Jakarta, mimbar.co.id- 9 Februari 1946 yang menjadi dasar penetapan Hari Pers Nasional (HPN) hasil keputusan Presiden no 5 tahun 1985, adalah sebuah peristiwa besar. Pihak-pihak yang tidak memperhatikan HPN karena tanggal 9 Februari adalah hari kelahiran Persatuan Wartawan Indonesia (PWI) mengatakan, untuk apa yang memperingati organisasi hari kelahiran yang terkooptasi di era Orde Baru, yang tidak lagi relevan saat ini ada lamanya organisasi, tidak lagi sesuai dengan semangat reformasi yang dikandung dalam Undang-Undang tentang Pers no. 40 tahun 1999. Tidak juga sebelum PWI lahir telah bekerja di jaman penjajahan seperti Perdi (Persatuan Djurnalis Indonesia). Seperti yang ditulis Leo Sabam Batubara, ada orang seperti Tirto Adhi Surjo yang mendirikan Medan Prijaji,Dja Endar Moeda yang didirikan Pertja Barat hingga Pewarta Deli. Dikaitkan pula dengan lahirnya Kantor Berita Antara oleh Adam Malik, Soemanang, AM Sipahoetar, Pandoe Kartawigoena yang misinya memperjuangkan kemerdekaan Indonesia yang mungkin pantas diperingati sebagai Hari Pers Nasional. Ada sederetan kejadian yang dapat dijadikan HPN dengan argumen dan masuk akal yang masuk akal pada masa lampau.

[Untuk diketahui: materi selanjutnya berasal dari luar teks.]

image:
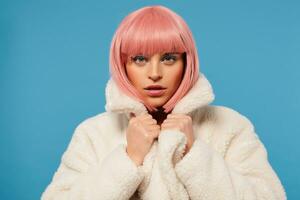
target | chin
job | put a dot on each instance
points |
(156, 102)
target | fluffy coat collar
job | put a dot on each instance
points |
(160, 180)
(199, 95)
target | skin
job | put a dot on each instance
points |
(164, 69)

Dengan logika Leo S Batubara di atas mungkin tidak pernah ada pihak yang mempersoalkan bahwa Hari Pahlawan ditetapkan tanggal 10 November karena ada begitu banyak revolusi setelah Republik Indonesia yang merenggut banyak nyawa Indonesia seperti peristiwa Bandung Lautan Api atau pembantaian Puluhan ribu warga Sulawesi Selatan oleh Westerling.Demikian pula kami menerima 2 Mei sebagai Hari Pendidikan Nasional karena ada banyak yang sangat relevan untuk pendidikan seperti yang digagas Ruhana Kuddus atau Dewi Sartika.

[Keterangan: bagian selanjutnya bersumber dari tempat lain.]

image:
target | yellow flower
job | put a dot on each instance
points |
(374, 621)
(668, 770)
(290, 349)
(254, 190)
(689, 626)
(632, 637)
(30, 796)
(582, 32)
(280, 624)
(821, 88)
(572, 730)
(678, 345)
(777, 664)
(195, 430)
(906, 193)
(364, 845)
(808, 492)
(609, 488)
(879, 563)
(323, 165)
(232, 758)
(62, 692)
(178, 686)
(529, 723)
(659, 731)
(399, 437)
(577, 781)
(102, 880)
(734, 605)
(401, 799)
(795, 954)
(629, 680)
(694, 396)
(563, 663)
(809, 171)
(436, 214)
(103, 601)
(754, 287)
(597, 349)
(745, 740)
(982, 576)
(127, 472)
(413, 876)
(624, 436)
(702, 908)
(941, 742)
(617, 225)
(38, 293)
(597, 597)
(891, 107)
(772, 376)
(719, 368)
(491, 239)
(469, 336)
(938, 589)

Tentang Kongres yang diikuti 180 manajer di Surakarta yang diberitakan di Harian Merdeka terbitan 12 Februari 1946, ada beberapa hal yang istimewa dan cantik menjadi tanggal HPN. Pertama-tama harus ingat pada saat itu Indonesia yang sudah diproklamirkan merdeka oleh Soekarno-Hatta pada tanggal 17 Agustus 1945, kembali diduduki Belanda dengan membonceng pasukan Sekutu yang mencopoti kekuatan Jepang. Pemerintahan Republik Indonesia telah berpindah ke Yogyakarta dan sebagian besar republik sudah dalam kekuatan Belanda, termasuk Jakarta.Pergerakan orang-orangutan, terutama yang dicurigai, termasuk ke Jakarta untuk masuk ke wilayah yang dikuasai republik.
Dalam bidang ini maka perjuangan 180 wartawan dari Sulawesi dan Kalimantan, dan daerah lain di Jawa, untuk pertemuan bebas. Manai Sophiaan butuh waktu 35 hari untuk masuk ke Surakarta setelah naik kapal rakyat dari Makassar dan turun di pantai utara Jawa. Mereka meluncurkan 180 orang yang hadir setelah Kongres. Wawasan dari Jakarta sampai di Solo sebagai panduan bagi dunia internasional yang memungkinkan melipat masuk ke Yogyakarta untuk melihat dengan orang-orang yang baru beberapa bulan, apakah orang-orang yang berbakat dan hanya menjadi orang-orang Jepang yang didengung-dengungkan penjajah Belanda. Harian Merdeka9 Februari menulis:“Rombongan wartawan luar negeri jang datang di Djokja tg 6 Pebrten djoega mengoendjoengi tjandi Borobudur dengan diantarkan oleh para wartawan Indonesia. Disepanjang djalan mereka sangat terkenal untuk tanaman disawah, orang2 jang sedang bekerdja dan anak2 dipinggir djalan jang menjeroekan pekik “merdeka” jang oleh mereka poen didjawab dengan pekik “merdeka” djoega.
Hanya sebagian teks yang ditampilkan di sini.